Desidero qui condividere le 8 opere con le quali ho preso parte alla Mostra “Corrispondenze Immateriali”, che ha avuto luogo a Caltanissetta dal 23 Settembre al 14 Ottobre 2023.
Le Opere sono state presentate in una collezione intitolata “Della Libertà – Un racconto di peccati e d’altri peccatori”. I dipinti si susseguono nella costante idea del creare una metafora sul Libero Arbitrio che nel corso degli anni ha sempre più accorciato i suoi limiti, se per limite intendiamo il filo teso a definire i contorni della Buona Creanza ovvero le non scritte norme sociali che distinguono le epoche, più delle guerre o del soglio pontificio. Non a caso, spesso, ho accarezzato, dipingendo, le Poesie di Pier Paolo Pasolini, testimone di un tempo a noi vicino, ma lontanissimo se usiamo il metro – sono ironico – della Buona Creanza.

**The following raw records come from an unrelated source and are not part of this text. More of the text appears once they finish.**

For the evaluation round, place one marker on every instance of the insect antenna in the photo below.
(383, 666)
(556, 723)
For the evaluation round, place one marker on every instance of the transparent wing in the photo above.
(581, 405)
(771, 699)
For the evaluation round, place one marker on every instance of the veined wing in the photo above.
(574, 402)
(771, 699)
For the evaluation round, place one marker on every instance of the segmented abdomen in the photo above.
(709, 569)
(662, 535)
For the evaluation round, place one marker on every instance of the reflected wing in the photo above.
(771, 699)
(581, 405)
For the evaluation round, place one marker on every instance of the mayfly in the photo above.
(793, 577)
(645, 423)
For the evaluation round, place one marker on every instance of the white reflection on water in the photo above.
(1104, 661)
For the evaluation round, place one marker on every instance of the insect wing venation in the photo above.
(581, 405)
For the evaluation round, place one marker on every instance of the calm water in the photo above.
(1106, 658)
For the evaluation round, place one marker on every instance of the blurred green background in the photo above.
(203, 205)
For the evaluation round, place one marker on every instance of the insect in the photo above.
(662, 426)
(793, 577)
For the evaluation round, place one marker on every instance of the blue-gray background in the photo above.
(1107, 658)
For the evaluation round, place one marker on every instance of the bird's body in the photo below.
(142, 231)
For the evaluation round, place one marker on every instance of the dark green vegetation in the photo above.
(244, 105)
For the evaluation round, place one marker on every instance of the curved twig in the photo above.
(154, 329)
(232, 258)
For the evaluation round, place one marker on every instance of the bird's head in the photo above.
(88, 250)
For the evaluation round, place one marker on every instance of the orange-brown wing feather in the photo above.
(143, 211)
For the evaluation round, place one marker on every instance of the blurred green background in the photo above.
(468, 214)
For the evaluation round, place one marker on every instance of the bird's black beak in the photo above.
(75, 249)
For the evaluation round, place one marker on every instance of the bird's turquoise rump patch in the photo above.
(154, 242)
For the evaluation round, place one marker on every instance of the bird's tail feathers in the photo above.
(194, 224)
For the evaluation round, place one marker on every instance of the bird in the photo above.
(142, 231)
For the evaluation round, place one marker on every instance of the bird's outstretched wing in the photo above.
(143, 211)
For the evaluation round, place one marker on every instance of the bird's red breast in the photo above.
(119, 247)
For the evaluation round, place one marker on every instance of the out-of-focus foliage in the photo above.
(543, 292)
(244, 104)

Ho viaggiato per sei mesi nella pittura, affrontando temi che ci trafiggono nella più totale indifferenza. Non ci accorgiamo, sensibilmente dico, di migranti, di uteri, di violenza, solitudine; siamo troppo coinvolti nella egoistica corsa a una vana gloria, infine breve; non un passo più grande della nostra vita.
Un viaggio condotto sul filo dell’espressionismo astratto che più amo. E vorrei fosse occasione di menzionare Zao Wu Ki, Joan Mitchell, Emilio Vedova, che amerei chiamare miei Maestri, ma purtroppo ho potuto solo limitarmi a guardare i loro tratti dipinti e cercare di trarne minime lezioni. Anche adesso non smetto di farlo.
Mi fa oltremodo piacere, come già scritto altrove, che le mie opere siano state insignite di una delle due Menzioni Speciali, unico riconoscimento agli artisti che hanno preso parte alle “Corrispondenze Immateriali” e che voglio qui elencare ringraziandoli per le grandi attenzioni e per gli enormi insegnamenti che mi hanno donato: Salvatore Carollo, Giampietro Di Napoli, Domenico Labate e Maristella Rana, insignita anche lei dell’altra Menzione.
Oltre a loro, il mio più affettuoso e sincero ringraziamento va all’ideatrice e curatrice di tutto questo, la Professoressa Graziella Bellone, la cui fiducia e dedizione sono state riflesso di rara professionalità.
Questa la motivazione alla Menzione Speciale riservatami.
“Nella pittura l’Artista sente il bisogno di raccontare le sue sensazioni, frutto di una spiritualità personale. Proietta sulla tela immagini della sua fantasia raccontate da stesure coloristiche che danno una significativa completezza all’azione pittorica. In questa occasione la figura diventa il punto nodale fluido del racconto che si relaziona col fruitore.”.
Le mie opere sono otto. L’ultima, anche in ordine di tempo nella realizzazione, “I balconi di Palazzolo”, contiene tutte le altre ed è per me metafora dell’ “Libero Arbitrio”.